Configuration for splitting data into training, validation, and test sets.

evaluation_metrics: list[MetricProvider]#

List of metric providers for evaluating model score.

mlflow_storage: MLFlowStorage | None#

Configuration for MLflow experiment tracking and model storage.

model_reuse_enable: bool#

Whether to enable reuse of previously trained models.

model_reuse_max_age: timedelta#

Maximum age of a model to be considered for reuse.

model_selection_enable: bool#

Whether to enable automatic model selection based on performance.

model_selection_metric: tuple[Union[Quantile, Literal['global']], str, TypeAliasType]#

Metric to monitor for model performance when retraining.

model_selection_old_model_penalty: float#

Penalty to apply to the old model’s metric to bias selection towards newer models.

model_performance_callback_enabled: bool#

Whether to enable the ModelPerformanceCallback that evaluates model performance at the end of fitting.
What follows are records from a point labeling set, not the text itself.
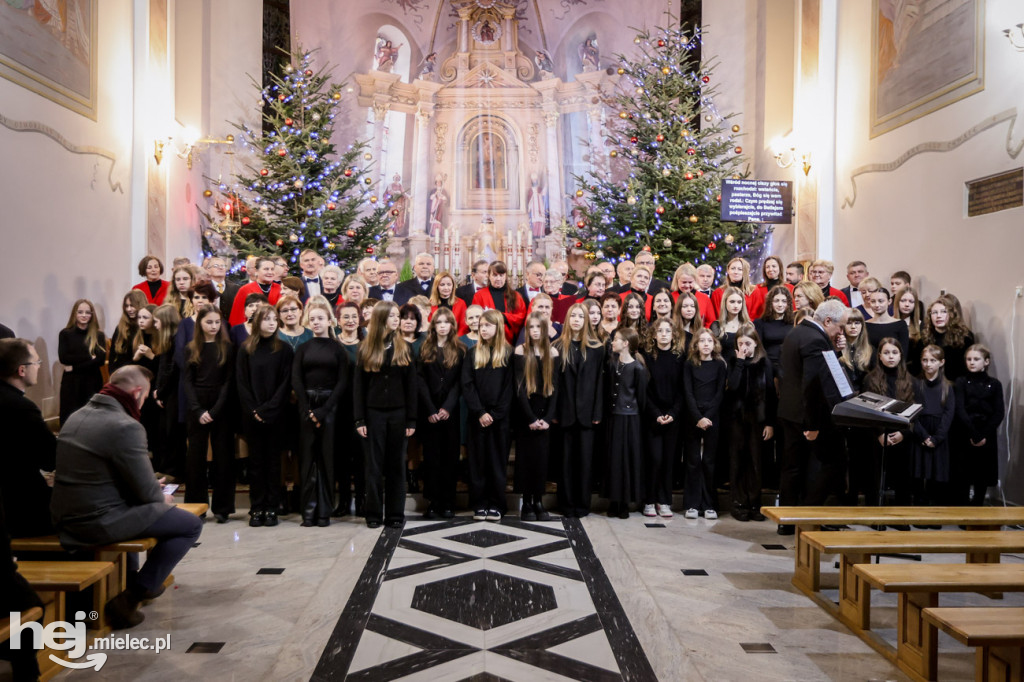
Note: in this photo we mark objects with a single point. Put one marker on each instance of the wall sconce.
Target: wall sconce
(1012, 37)
(786, 155)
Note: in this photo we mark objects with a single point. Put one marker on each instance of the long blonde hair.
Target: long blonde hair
(495, 351)
(538, 351)
(373, 350)
(91, 331)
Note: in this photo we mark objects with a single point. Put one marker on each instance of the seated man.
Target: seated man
(105, 491)
(30, 444)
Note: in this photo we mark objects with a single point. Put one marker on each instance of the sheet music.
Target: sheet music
(838, 375)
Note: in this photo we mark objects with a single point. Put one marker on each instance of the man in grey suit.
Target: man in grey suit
(105, 492)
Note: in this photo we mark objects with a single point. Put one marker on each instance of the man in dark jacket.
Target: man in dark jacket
(807, 395)
(30, 446)
(105, 491)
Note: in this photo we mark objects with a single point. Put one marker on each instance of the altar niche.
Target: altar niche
(487, 167)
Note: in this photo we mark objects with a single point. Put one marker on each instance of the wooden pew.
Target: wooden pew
(855, 547)
(997, 634)
(806, 571)
(918, 588)
(51, 581)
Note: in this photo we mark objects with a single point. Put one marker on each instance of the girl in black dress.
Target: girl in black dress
(751, 400)
(123, 340)
(264, 373)
(440, 388)
(945, 328)
(582, 390)
(931, 430)
(537, 390)
(663, 417)
(890, 451)
(320, 379)
(486, 384)
(384, 406)
(704, 387)
(979, 412)
(209, 376)
(627, 399)
(82, 350)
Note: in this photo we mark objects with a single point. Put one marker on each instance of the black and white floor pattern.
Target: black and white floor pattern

model_performance_callback_metric_threshold: tuple[Union[Quantile, Literal['global']], str, TypeAliasType, float]#

Metric to monitor for model performance threshold at the end of fitting.

verbosity: Literal[0, 1, 2, 3, True]#

Verbosity level. 0=silent, 1=warning, 2=info, 3=debug

tags: dict[str, str]#

Optional metadata tags for the model.

experiment_tags: dict[str, str]#

Optional metadata tags for experiment tracking.

model_config: ClassVar[ConfigDict] = {'arbitrary_types_allowed': False, 'extra': 'ignore', 'protected_namespaces': ()}#

Configuration for the model, should be a dictionary conforming to [ConfigDict][pydantic.config.ConfigDict].